Lors de cette rencontre, le ministère de l’Agriculture, piloté par Pacôme Kossy, a présenté les progrès sur l’ensemble de la chaîne de valeur, de l’accouvage à l’abattage, en passant par la transformation et la distribution. Les sites destinés aux fermes agricoles intégrées ont été identifiés, et des mesures de sécurisation foncière sont en cours pour garantir leur pérennité. Le ministre a souligné que, en coordination étroite avec Hermann Immongault et selon les orientations du Chef de l’État, toutes les actions nécessaires seront mises en œuvre pour réussir cette réforme.

La coordination gouvernementale dans sa chaîne contribuera à l’adaptation énergétique des sites agricoles, au suivi des financements, à la bonne coordination des projets, au renforcement des contrôles sanitaires et à la finalisation des textes réglementaires essentiels à la structuration de la filière.

Un marché captif de 65 000 tonnes à reconquérir

Chaque année, le Gabon importe 65 000 tonnes de poulet surgelé, ainsi que 3 000 tonnes de croupions et 600 tonnes de pattes de poule, pour un coût global de 65 milliards de FCFA. Cette dépendance profite principalement aux entreprises San Gel et Sipagel et constitue une fuite massive de capitaux.

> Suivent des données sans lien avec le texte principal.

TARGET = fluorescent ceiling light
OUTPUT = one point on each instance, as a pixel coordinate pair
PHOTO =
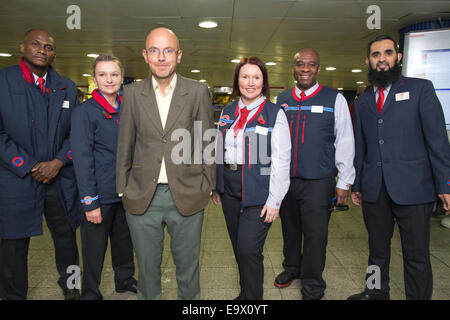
(207, 24)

Pour le Gouvernement, la reconquête de ce marché représente une opportunité majeure de développement économique. Remplacer ne serait-ce que 30 % de ces importations par une production locale permettrait de stimuler le PIB agricole, de créer des emplois et de structurer un véritable écosystème agrobusiness national.

Souveraineté alimentaire et indépendance économique

Au-delà de l’enjeu économique, la réforme s’inscrit dans une logique de souveraineté alimentaire : le Gabon doit devenir un producteur de sa propre nourriture, réduire sa dépendance aux importations et transformer la facture d’achat extérieure en chiffre d’affaires national.

À l’issue de la réunion, Hermann Immongault a rappelé l’importance de respecter le calendrier fixé par le Président de la République et a réaffirmé l’engagement du Gouvernement à mener cette réforme structurante jusqu’à son terme, pour le bien-être économique et alimentaire du pays.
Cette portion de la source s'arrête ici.